In this lecture, Professor Murray Smith will explore these issues through the case of Remain in Light, the landmark 1980 album by Talking Heads and Brian Eno, encompassing the visual and performative dimensions of the band’s aesthetic (in Stop Making Sense and True Stories, in their music videos, cover designs, and live performance style) as well as the music itself. Remain in Light takes on particular interest as an example of cultural and aesthetic ‘crosstalk,’ between the milieu of New York new wave art rock and the AfroBeat of Nigerian bandlander Fela Kuti, which exerted a powerful influence on Talking Heads during the making of the album.

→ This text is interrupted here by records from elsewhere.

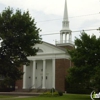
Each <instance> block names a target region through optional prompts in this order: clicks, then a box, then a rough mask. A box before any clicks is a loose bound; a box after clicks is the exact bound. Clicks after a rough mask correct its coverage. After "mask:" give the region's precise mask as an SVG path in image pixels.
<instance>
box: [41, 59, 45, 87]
mask: <svg viewBox="0 0 100 100" xmlns="http://www.w3.org/2000/svg"><path fill="white" fill-rule="evenodd" d="M45 66H46V60H43V81H42V82H43V83H42V89H45V78H46V76H45V72H46V71H45V70H46V67H45Z"/></svg>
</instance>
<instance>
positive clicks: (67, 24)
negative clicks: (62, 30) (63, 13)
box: [62, 0, 69, 30]
mask: <svg viewBox="0 0 100 100" xmlns="http://www.w3.org/2000/svg"><path fill="white" fill-rule="evenodd" d="M62 30H69V21H68V11H67V2H66V0H65V8H64V16H63V22H62Z"/></svg>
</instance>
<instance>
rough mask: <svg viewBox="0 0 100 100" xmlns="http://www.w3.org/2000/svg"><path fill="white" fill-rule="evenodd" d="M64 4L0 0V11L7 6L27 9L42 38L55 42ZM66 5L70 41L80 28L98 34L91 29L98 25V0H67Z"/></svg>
mask: <svg viewBox="0 0 100 100" xmlns="http://www.w3.org/2000/svg"><path fill="white" fill-rule="evenodd" d="M64 5H65V0H0V13H1V12H2V11H3V10H4V9H5V7H8V6H10V7H11V8H13V9H15V10H16V9H21V10H22V11H27V10H28V11H29V13H30V16H32V18H34V19H35V22H36V23H37V24H36V25H37V27H38V28H40V29H41V30H42V31H41V32H40V35H42V36H41V37H42V40H43V41H46V42H49V43H52V44H55V41H59V40H60V35H59V34H60V30H61V29H62V21H63V14H64ZM67 7H68V17H69V27H70V30H71V31H72V41H74V40H75V37H77V38H79V35H80V34H81V32H82V30H90V31H85V32H86V33H87V34H89V35H92V34H94V35H96V36H97V37H99V36H100V32H99V31H97V30H93V29H98V28H99V27H100V0H67ZM76 31H78V32H76ZM55 33H57V34H55ZM47 34H48V35H47ZM49 34H52V35H49Z"/></svg>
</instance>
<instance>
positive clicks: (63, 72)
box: [55, 59, 70, 92]
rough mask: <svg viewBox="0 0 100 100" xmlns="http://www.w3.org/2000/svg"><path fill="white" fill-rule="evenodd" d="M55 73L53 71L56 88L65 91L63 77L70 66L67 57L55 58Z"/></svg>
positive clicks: (64, 87) (58, 90)
mask: <svg viewBox="0 0 100 100" xmlns="http://www.w3.org/2000/svg"><path fill="white" fill-rule="evenodd" d="M55 66H56V69H55V70H56V73H55V76H56V77H55V85H56V90H58V91H62V92H64V91H65V77H66V75H67V70H68V68H69V67H70V61H69V60H68V59H56V65H55Z"/></svg>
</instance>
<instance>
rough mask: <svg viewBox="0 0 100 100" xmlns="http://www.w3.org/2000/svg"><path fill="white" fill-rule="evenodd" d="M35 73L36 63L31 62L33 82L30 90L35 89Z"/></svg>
mask: <svg viewBox="0 0 100 100" xmlns="http://www.w3.org/2000/svg"><path fill="white" fill-rule="evenodd" d="M35 71H36V61H35V60H34V61H33V80H32V88H35V73H36V72H35Z"/></svg>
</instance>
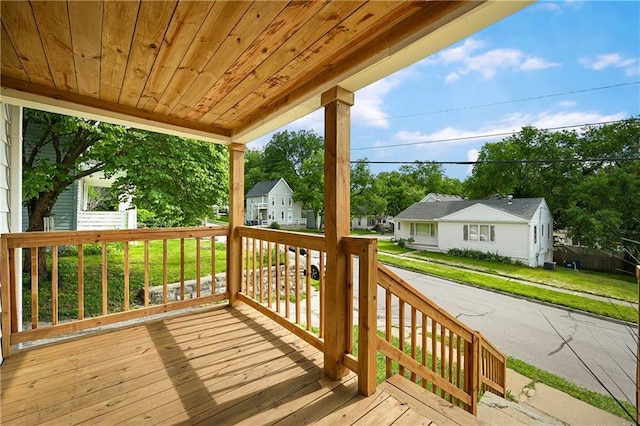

Drawing on the tools of philosophical naturalism, Murray will outline a framework for understanding the nature of such intercultural interaction, which recognises the specificity of cultural traditions, the dynamics of exchange between them, and the ethical and aesthetic questions such exchanges necessarily prompt.
About the Daphne Mayo Lecture
To honour and commemorate the life of one of Queensland’s most prominent artists and arts educators, the School of Communication and Arts at The University of Queensland, has established the Daphne Mayo Visiting Professorship in Visual Culture.
Daphne Mayo (1895-1982) was for much of her life Queensland’s best known artist and passionate advocate for the arts. Her work includes the Tympanum on the Brisbane City Hall and the Women’s War Memorial in Anzac Square.
Each year, a major world figure will visit Brisbane to speak about the latest trends, influences, and theories in their area of visual culture.